L'étude a également exploré comment ces résultats se maintiennent dans différentes configurations. Dans une configuration où les deux cellules sont connectées électriquement dans un seul circuit, la pénalité de 5 % reste constante. Cependant, si les cellules sont câblées séparément, leur permettant de fonctionner de manière indépendante, l'écart d'efficacité se réduit encore davantage pour n'être que de 2 %. Cela suggère que le matériau à gap plus étroit est très polyvalent. Le chercheur a noté que, bien que le matériau au gap idéal soit le maximum théorique, l'option au gap plus étroit offre un compromis convaincant. Si le matériau à gap plus étroit s'avère plus stable dans le temps ou moins cher à produire, il pourrait finalement délivrer plus d'électricité sur la durée de vie d'une ferme solaire que l'alternative théoriquement parfaite mais plus fragile.

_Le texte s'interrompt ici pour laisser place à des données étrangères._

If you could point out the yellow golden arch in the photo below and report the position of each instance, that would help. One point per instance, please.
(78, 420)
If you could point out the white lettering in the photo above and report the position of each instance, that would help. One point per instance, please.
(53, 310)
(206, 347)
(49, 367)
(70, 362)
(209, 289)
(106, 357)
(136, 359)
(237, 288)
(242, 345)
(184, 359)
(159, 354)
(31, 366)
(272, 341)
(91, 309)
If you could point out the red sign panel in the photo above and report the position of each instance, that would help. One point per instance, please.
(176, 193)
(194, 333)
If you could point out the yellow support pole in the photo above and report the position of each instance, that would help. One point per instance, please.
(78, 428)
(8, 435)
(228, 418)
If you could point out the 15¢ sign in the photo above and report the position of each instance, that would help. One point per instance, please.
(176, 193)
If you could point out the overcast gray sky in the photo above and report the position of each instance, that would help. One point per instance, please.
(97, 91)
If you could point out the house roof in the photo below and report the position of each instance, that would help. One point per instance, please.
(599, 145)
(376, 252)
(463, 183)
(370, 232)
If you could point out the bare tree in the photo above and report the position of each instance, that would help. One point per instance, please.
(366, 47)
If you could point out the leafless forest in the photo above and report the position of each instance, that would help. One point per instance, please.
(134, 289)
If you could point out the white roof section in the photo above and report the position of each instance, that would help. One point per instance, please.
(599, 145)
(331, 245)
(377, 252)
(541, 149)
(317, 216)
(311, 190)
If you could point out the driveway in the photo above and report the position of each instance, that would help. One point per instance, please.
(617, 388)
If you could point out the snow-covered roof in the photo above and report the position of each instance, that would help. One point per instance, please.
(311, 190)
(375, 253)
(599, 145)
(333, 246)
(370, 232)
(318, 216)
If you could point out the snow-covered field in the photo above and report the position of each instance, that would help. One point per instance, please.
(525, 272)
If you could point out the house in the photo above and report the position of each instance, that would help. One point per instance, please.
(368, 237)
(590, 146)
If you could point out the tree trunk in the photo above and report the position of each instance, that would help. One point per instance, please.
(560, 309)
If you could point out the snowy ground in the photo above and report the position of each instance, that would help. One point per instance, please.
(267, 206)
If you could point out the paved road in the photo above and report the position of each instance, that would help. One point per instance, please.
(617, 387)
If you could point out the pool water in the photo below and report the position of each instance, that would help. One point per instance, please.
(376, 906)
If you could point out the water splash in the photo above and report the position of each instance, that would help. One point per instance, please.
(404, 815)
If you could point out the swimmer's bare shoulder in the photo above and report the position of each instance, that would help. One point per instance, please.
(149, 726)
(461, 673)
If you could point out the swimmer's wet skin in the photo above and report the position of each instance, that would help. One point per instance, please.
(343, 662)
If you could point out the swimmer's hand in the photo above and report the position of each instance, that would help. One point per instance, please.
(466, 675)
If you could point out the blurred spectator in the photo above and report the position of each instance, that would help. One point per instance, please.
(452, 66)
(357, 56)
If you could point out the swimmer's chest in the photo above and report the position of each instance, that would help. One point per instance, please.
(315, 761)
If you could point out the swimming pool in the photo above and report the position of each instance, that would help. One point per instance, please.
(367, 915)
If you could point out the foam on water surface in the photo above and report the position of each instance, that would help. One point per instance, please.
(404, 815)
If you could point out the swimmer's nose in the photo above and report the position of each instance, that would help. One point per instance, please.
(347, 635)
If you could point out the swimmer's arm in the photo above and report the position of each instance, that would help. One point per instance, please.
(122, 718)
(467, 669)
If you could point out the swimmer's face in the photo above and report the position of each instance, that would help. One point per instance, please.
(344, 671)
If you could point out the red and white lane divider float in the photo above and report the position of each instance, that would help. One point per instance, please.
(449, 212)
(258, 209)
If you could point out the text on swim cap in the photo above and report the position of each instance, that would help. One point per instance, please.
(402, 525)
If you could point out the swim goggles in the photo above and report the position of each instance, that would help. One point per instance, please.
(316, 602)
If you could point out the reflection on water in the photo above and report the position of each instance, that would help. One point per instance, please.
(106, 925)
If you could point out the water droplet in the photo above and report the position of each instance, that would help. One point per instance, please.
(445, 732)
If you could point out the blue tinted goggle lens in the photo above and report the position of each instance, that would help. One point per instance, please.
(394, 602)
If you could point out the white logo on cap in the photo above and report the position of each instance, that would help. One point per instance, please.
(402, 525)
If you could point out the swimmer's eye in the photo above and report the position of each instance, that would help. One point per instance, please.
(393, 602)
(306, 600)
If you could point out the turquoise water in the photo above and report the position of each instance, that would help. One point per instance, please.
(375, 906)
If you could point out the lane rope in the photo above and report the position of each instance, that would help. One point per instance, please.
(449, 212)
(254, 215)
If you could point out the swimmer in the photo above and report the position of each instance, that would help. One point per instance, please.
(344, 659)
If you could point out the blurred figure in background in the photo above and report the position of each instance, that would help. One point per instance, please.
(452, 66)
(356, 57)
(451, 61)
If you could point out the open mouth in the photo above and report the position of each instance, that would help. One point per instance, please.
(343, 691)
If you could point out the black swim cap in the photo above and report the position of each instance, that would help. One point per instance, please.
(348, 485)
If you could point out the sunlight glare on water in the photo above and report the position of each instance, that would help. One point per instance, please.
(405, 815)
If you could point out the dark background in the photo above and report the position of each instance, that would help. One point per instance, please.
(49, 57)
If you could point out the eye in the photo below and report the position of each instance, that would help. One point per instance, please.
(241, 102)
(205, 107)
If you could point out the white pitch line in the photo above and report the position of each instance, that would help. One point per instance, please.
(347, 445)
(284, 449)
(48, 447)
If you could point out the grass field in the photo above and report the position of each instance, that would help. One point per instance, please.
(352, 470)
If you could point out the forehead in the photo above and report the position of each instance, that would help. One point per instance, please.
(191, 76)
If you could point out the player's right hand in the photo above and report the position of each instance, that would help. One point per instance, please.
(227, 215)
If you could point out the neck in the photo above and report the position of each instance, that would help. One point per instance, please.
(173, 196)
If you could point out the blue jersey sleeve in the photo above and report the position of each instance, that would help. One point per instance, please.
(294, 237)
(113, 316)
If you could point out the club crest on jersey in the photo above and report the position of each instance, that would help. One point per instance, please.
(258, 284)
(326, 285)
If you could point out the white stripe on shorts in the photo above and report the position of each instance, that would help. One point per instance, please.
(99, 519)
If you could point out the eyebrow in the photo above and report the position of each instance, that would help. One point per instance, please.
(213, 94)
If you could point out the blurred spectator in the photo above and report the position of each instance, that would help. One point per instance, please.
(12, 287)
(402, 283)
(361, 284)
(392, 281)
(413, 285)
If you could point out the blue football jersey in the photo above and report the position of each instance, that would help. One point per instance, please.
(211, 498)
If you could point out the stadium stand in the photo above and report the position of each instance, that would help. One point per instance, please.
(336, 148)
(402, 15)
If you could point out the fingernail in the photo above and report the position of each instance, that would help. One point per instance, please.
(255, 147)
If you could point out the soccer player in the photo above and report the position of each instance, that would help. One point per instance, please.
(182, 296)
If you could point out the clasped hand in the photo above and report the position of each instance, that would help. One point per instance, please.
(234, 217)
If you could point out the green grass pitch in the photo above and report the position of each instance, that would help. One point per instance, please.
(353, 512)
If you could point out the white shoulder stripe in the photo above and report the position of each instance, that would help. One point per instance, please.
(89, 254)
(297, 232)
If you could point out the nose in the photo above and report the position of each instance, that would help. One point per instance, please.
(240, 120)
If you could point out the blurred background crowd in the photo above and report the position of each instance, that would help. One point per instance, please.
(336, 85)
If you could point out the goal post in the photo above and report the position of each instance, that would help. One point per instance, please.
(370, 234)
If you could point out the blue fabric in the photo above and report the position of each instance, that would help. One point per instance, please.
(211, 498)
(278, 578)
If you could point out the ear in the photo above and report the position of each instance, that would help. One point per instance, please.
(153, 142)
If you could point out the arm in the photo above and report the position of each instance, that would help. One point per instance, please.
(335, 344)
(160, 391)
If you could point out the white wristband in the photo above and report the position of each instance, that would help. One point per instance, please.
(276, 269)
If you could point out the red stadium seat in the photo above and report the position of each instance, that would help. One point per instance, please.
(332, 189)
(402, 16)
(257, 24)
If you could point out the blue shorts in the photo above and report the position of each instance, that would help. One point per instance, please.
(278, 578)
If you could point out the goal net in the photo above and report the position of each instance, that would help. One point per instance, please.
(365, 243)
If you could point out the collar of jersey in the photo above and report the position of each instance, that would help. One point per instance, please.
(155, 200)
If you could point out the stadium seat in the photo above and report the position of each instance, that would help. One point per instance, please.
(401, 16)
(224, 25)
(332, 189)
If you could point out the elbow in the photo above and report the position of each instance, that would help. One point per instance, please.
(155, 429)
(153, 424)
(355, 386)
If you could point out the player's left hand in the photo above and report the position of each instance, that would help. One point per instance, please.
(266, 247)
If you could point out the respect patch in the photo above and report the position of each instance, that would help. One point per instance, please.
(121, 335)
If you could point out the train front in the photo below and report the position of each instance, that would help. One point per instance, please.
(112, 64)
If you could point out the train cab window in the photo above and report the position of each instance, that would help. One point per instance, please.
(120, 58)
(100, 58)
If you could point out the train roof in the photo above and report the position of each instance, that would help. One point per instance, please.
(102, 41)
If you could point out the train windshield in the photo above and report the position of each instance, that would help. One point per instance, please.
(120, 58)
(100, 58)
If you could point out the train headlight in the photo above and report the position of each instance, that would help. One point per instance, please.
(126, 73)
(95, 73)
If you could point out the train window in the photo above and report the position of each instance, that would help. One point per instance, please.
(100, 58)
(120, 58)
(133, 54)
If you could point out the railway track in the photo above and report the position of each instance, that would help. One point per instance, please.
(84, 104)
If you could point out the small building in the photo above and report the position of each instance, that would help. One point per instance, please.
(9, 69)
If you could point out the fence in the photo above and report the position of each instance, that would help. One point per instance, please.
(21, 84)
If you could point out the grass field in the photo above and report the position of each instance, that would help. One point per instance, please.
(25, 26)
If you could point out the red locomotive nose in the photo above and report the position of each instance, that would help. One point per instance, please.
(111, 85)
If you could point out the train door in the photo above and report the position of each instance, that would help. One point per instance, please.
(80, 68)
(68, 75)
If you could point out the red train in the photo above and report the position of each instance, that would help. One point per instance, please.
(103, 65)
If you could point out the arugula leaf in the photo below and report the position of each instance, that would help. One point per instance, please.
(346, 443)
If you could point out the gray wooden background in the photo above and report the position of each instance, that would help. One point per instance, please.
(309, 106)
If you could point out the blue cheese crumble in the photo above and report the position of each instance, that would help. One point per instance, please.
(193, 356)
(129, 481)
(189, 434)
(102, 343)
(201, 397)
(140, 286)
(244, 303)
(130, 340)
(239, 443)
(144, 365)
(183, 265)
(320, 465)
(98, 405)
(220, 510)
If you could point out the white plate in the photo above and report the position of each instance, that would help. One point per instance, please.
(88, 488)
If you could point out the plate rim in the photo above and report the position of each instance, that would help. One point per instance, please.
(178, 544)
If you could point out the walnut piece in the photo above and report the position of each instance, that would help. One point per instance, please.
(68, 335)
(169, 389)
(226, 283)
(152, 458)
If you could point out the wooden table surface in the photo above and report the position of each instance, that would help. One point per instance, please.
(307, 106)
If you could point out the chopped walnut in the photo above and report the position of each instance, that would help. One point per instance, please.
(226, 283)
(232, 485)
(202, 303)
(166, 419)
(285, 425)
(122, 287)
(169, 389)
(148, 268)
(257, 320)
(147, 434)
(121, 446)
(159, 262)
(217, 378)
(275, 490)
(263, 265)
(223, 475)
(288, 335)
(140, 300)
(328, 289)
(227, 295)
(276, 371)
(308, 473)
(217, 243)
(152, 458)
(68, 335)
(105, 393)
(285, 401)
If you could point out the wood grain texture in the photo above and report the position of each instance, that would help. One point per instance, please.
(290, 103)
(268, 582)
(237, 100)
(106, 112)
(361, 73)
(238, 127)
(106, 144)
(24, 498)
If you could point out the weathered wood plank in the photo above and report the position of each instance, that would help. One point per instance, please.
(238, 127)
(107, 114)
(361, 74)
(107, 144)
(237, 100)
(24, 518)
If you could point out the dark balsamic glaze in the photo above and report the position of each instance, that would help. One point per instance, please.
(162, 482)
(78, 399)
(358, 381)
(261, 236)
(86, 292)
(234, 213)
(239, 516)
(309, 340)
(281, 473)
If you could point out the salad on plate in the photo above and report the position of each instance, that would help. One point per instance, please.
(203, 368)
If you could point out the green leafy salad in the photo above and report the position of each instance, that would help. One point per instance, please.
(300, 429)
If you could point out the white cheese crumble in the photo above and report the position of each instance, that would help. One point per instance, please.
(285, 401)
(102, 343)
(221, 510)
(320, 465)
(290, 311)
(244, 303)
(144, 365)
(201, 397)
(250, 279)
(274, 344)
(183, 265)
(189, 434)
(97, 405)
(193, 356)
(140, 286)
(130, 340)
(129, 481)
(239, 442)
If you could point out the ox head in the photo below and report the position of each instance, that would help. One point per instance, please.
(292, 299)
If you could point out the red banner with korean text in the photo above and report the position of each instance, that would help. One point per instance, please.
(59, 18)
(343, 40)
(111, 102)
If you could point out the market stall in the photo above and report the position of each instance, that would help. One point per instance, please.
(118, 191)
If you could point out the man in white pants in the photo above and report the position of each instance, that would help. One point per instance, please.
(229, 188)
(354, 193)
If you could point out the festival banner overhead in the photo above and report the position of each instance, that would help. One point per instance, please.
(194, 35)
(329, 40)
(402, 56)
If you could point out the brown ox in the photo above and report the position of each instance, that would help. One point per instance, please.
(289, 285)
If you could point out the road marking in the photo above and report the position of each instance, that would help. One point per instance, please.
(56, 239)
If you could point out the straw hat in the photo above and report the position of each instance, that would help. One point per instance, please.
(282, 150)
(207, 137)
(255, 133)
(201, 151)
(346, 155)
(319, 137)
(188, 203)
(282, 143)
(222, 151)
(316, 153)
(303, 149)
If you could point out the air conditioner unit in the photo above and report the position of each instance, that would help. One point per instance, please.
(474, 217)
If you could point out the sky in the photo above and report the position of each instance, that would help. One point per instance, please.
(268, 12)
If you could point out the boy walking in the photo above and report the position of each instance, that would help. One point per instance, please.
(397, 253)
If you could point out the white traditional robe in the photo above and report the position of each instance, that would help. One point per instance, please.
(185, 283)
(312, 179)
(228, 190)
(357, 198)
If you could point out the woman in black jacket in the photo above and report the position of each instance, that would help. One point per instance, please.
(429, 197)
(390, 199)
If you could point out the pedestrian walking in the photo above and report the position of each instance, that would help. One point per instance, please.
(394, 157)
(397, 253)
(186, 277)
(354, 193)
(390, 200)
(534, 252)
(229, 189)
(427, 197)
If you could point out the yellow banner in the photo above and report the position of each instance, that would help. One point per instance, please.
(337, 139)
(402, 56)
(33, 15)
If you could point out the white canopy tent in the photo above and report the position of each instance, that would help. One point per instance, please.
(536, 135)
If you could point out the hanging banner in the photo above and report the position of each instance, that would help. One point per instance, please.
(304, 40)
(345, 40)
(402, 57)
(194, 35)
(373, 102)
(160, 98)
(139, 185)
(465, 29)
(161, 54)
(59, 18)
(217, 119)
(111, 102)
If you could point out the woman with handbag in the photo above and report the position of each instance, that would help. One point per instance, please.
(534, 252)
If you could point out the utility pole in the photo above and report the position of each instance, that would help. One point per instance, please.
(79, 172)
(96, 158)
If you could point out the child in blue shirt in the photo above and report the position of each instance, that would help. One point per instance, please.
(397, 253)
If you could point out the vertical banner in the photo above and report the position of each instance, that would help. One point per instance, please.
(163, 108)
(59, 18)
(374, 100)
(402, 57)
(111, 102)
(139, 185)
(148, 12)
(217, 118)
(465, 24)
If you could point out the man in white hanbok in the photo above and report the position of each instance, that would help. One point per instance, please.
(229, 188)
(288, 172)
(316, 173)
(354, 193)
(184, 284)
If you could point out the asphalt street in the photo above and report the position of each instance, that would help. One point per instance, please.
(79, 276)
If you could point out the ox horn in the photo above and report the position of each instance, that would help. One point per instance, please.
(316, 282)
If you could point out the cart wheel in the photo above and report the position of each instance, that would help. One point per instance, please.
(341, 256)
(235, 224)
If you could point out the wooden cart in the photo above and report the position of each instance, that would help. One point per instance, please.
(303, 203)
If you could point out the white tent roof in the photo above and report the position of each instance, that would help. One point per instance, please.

En calculant rigoureusement la façon dont la lumière se déplace et se couple entre les couches, ce travail remet en question l'hypothèse selon laquelle le gap de bande optimal est la seule voie possible. Il suggère que la pérovskite à gap étroit, qui a été quelque peu négligée au profit de l'idéal théorique, peut être un choix plus pratique pour les panneaux solaires réels. Les conclusions fournissent une manière basée sur les données pour peser les compromis entre l'efficacité brute et des facteurs tels que la stabilité, le coût et l'utilisation des matériaux. Pour l'avenir de l'énergie solaire, cela signifie que la recherche de la cellule solaire parfaite ne nécessite peut-être pas de courir après un chiffre théorique unique, mais plutôt de trouver le bon équilibre entre performance et praticité.